# leatherman type tools?



## PrecisePlumbing (Jan 31, 2011)

G'day all zoners I recently broke my cheap knock off leatherman and I'm now in the market for a tough versatile multi-tool I can rock on my hip 45 hours a week. I've noticed a few different brands and am interested in any feedback or comparisons to leatherman branded tools. What do you leather man?


----------



## HOMER (Jun 5, 2011)

look here

http://www.plumbingzone.com/f13/multi-pliers-tool-15695/


----------



## PrecisePlumbing (Jan 31, 2011)

Cheers homer Why didn't that thread generate in my iPhone app? Hmmm Anyway Im lookin at the surge, wave and mut Anyone have experience or reasons for one over the other? Edit: just found it in off topic


----------



## jcesar (Oct 4, 2011)

PrecisePlumbing said:


> Cheers homer Why didn't that thread generate in my iPhone app? Hmmm Anyway Im lookin at the surge, wave and mut Anyone have experience or reasons for one over the other? Edit: just found it in off topic


I have both the MUT and wave. A co-worker has the surge but from his feedback the surge is comfortable in your hands. The wave though I have found the most useful. All locking blades.. ,file ,saw flat head and Philips screwdriver, scissors. Even can cut wires. Lol.


----------



## frugalrooter (Dec 10, 2010)

i have the wave on my hip right now, i like it been a great tool thus far. Knife blade dont last long when used a pry bar???


----------



## jcesar (Oct 4, 2011)

frugalrooter said:


> i have the wave on my hip right now, i like it been a great tool thus far. Knife blade dont last long when used a pry bar???


This is true.
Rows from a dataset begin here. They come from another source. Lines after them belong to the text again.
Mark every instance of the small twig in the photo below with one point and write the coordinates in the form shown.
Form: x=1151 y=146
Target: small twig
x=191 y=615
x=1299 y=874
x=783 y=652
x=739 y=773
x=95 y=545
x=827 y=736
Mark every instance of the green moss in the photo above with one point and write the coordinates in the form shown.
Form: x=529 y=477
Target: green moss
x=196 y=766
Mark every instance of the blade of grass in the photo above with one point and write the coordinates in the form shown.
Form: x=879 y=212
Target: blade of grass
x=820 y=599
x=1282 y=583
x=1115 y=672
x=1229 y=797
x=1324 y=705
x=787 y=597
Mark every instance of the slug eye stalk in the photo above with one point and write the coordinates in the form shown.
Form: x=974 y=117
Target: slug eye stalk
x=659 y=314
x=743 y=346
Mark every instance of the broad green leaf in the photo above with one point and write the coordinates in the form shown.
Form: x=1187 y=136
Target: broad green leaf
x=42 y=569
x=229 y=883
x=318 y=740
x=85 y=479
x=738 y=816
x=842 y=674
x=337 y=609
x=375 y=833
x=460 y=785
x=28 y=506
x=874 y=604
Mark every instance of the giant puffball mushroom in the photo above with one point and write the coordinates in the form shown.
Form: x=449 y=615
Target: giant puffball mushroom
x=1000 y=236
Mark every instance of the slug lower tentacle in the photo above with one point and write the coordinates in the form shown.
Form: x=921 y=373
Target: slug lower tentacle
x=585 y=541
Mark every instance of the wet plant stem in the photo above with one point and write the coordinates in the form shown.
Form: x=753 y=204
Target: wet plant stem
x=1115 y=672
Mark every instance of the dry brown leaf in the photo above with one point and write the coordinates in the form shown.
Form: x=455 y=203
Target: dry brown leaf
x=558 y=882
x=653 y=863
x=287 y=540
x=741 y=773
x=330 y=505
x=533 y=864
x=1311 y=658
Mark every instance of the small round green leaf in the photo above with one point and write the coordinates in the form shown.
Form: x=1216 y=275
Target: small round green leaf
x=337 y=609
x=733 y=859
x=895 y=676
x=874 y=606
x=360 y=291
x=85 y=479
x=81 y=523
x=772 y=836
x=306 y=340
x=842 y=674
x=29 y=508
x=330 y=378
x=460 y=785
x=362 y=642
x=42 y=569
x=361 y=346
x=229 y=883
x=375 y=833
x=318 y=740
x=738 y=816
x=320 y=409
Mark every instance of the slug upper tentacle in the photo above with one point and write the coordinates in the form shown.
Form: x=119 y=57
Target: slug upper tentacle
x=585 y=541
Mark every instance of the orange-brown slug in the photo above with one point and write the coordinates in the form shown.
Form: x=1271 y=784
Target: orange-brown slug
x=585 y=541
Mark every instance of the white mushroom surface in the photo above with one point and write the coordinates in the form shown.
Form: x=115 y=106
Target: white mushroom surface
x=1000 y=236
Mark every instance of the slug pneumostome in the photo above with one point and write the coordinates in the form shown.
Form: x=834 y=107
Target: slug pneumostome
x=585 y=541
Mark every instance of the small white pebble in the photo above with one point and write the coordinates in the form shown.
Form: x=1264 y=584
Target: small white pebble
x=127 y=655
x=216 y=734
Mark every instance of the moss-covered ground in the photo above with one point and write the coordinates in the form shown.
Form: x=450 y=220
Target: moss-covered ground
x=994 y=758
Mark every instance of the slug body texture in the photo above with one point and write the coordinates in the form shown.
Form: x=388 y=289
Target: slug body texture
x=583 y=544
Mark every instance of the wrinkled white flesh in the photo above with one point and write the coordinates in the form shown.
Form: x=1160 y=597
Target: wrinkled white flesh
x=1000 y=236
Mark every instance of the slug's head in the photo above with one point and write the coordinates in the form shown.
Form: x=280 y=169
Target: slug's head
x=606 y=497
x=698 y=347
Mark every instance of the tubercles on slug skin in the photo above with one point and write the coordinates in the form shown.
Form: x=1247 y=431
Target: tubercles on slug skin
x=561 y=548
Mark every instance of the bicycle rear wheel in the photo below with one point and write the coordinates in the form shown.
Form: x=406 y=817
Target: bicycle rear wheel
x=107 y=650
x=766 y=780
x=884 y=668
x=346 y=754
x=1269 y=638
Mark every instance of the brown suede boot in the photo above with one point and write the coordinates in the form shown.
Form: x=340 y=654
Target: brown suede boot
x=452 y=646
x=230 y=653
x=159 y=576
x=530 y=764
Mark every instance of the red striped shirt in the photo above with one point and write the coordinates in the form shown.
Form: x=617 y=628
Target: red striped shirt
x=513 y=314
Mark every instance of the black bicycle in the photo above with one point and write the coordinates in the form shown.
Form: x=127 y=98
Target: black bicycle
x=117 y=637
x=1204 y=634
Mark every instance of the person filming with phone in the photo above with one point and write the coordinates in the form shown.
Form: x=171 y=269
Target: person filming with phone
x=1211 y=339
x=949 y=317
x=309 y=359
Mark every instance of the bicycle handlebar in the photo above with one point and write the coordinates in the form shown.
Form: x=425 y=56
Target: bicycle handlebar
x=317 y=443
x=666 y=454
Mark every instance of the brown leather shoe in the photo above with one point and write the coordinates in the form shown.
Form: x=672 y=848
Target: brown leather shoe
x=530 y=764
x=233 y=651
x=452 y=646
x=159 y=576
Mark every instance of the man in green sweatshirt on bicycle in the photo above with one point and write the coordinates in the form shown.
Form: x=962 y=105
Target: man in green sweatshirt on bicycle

Still too thin to use it as a bar


----------



## drtyhands (Aug 16, 2008)

Four years Wave.
The leather just started dropping the tool while crawling.
The switch hitter phillips/flat head bit kept hanging up the closing process.
Was starting to become annoying having to allways close the opposite side first.The the bit got lost.Just fine now since there is a one piece flat head in the tool.
Gonna start looking for it's leatherman replacement

I carry a serated kershaw so I save leatherman's blades


----------